L’utilisation des données mobiles pourrait être la clé pour des recensements de population plus précis et plus efficaces.
Pour effectuer des cartes de recensement des populations, les techniques du sondage sont encore aujourd’hui les plus utilisées. Mais face à des modes de vie de plus en plus nomades et la lenteur des questionnaires écrits ou téléphoniques, la nécessité de trouver un nouveau modèle devient criant. C’est cet objectif qu’ont poursuivi les recherches d’une équipe internationale de mathématiciens, de statisticiens et de géographes menée par l’Université catholique de Louvain en Belgique et l’Université libre de Bruxelles. Leur but a été de trouver une méthode qui remplace les sondages utilisés jusqu’ici au lieu de les accompagner. Ils ont pour cela récolté les données de géolocalisation des appels passés par 19 millions d’utilisateurs en France et au Portugal pour établir des cartes de population grâce aux antennes relais. Ils ont ensuite comparé ces cartes à celles obtenues via les méthodes traditionnelles par l’Insee et par l’Institut de statistiques du Portugal.
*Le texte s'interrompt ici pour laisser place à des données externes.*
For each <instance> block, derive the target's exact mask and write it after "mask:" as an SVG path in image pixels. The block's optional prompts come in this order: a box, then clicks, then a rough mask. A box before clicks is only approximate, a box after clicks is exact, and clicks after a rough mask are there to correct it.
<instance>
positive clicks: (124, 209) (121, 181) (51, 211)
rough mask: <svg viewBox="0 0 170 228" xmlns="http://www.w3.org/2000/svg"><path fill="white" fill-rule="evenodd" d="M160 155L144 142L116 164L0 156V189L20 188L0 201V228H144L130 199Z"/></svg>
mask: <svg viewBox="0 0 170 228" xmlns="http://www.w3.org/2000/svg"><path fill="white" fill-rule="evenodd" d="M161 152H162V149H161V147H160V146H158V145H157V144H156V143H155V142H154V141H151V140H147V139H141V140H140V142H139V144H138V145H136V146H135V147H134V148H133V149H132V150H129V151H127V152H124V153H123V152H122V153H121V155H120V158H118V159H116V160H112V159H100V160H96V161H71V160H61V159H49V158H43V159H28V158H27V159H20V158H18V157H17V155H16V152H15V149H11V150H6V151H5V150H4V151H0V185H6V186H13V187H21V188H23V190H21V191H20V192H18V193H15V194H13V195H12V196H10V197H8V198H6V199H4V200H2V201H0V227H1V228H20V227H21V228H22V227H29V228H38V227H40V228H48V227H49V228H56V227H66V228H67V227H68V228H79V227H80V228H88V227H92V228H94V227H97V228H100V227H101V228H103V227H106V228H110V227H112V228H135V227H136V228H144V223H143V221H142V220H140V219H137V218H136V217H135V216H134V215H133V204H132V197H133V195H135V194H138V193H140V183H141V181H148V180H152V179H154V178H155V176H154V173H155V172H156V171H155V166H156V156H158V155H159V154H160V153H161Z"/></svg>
Vers plus de précisions et des coûts réduits
Les résultats obtenus grâce aux données des téléphones mobiles sont aussi précis que ceux des instituts nationaux. La méthode semble donc faire ses preuves et apporte un atout considérable par rapport aux sondages : l’instantanéité. Les données peuvent être mises à jour très régulièrement et pour beaucoup moins cher que les envois de formulaires de recensement par exemple. “Les données anonymes des téléphones peuvent être examinées pour visualiser les changements qui ont lieu de façon quotidienne, hebdomadaire ou mensuelle au niveau d’un pays entier. Cela avec un coût moindre et une plus grande flexibilité.” explique le géographe Andy Tatem. D’autant que la prolifération des téléphones mobiles ne pourrait qu’accroître la précision. Les chercheurs assurent même pouvoir connaître les revenus des utilisateurs anonymes grâce à leur relevé téléphonique. Mais cela pourrait être une des limites du projet. Bien qu’il permette de saisir les foyers d’habitation et les mouvements de population, il ne semble pas en mesure d’avoir plus de détails démographiques en terme de classes âge, de professions, etc.
Des applications variées
Cela dit, grâce au coût réduit et à la rapidité, la méthode proposée par l’équipe internationale pourrait permettre d’obtenir des cartes de population dans des pays en développement. Ceux-ci n’ont pas toujours développé d’instituts de statistiques et les données mobiles aurait l’avantage de la facilité. De plus, connaître les mouvements des populations au jour le jour peut avoir d’autres applications. Les chercheurs envisagent notamment les cas d’urgences sanitaires, climatiques ou politiques. Lors de ce type de situations, les autorités auraient un besoin rapide de cartes démographiques afin de s’organiser au mieux. Outre ces situations catastrophes, l’utilisation des données mobiles pour cerner les déplacements humains avait déjà été envisagé pour lutter contre les épidémies par exemple. En Allemagne on envisageait même il y a deux ans l’étude des e-mails pour déterminer les flux migratoires. Les sondages et les recensements sont donc en proie à de profonds changements qui bouleversent des méthodes bien installées.